[tz] Did Greenland abolish daylight saving from 2024 on?

Paul Eggert eggert at cs.ucla.edu
Sat Nov 18 03:44:07 UTC 2023

On 2023-11-17 15:18, Guy Harris wrote:

> It's not "right" in the sense of being, apparently, what POSIX intends, but it's definitely "right" as in meaning

Sorry, I'm lost, as I don't rightly know what you meant "'right'" here, 
and I don't know what you think POSIX intends.

> it is not clear to me from the current spec.

I've tried to explain but apparently have failed so far. If you file a 
bug report with the Austin Group please let me know its coordinates; I 
can try to clarify there. I'm confident of the thrust of the 
interpretation I gave - though I guess I shouldn't be so confident in 
the quality of my explanation so far....

>> Most sources that go to that level of precision can plausibly be called the speech of time or computer nerds (and this includes the Wikipedia page you just edited :-).
> What level of precision is that?  The level of precision in which Ireland is on "Daylight Saving Time" during the winter?

Yes, that sort of thing.

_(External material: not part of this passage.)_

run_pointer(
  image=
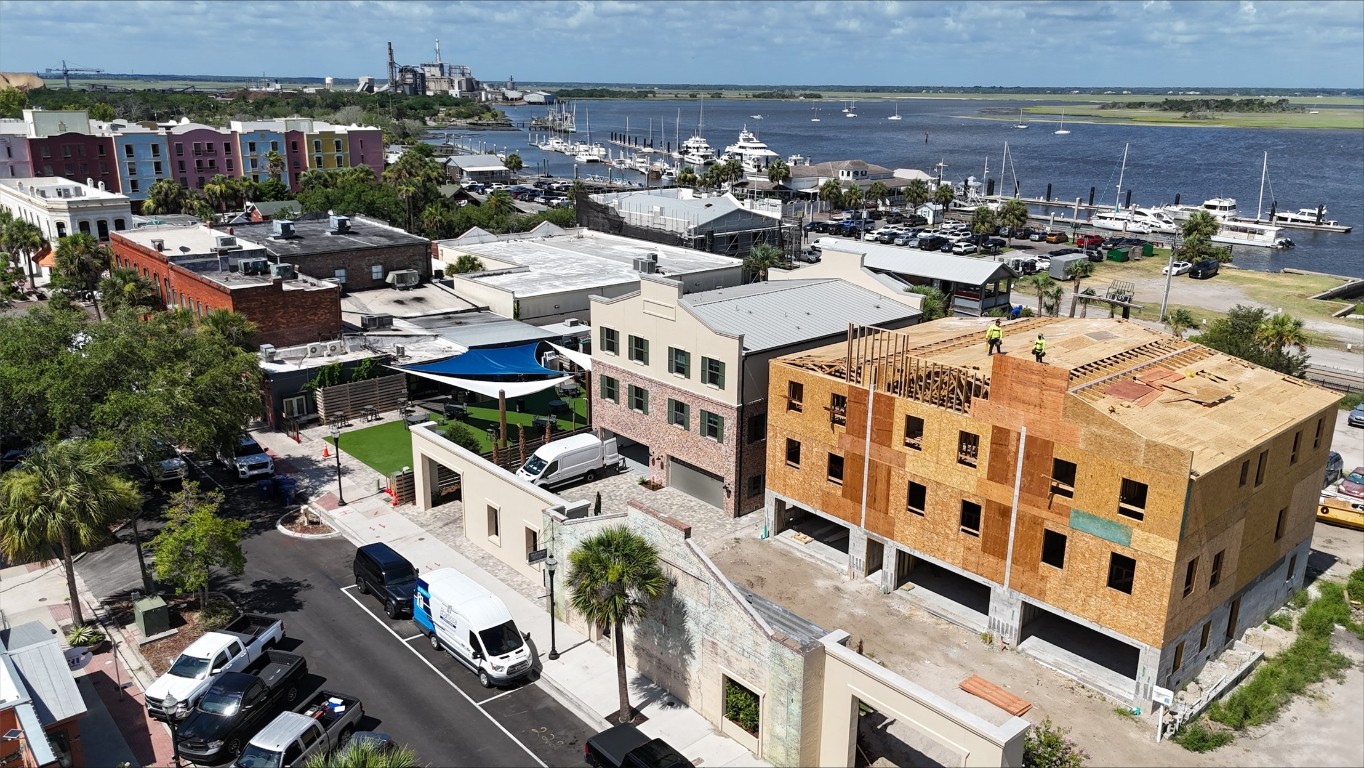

Hardly anybody cares about this stuff except 
time nerds.

> Well, in the context of one of those places.  What about Ireland?

Ireland too. Here's an example:


It says, "Technically speaking, Irish Standard Time is UTC+1, we are on 
daylight saving time when the clock goes back.... Both the UK and 
European countries move to a +1 offset for summer time. Ireland 
technically moves to a -1 offset from UTC+1 for winter time. So in 
practical terms were on the same time as the UK due to the opposite offset."

There are examples the other way, too. More common, I think, is that 
people in Ireland say "summer time" and "winter time" instead of 
"standard time" and "daylight saving time", as this happily avoids any 
confusion about which of Greenwich Mean Time and Irish Standard Time is 
standard time, and which is daylight saving time.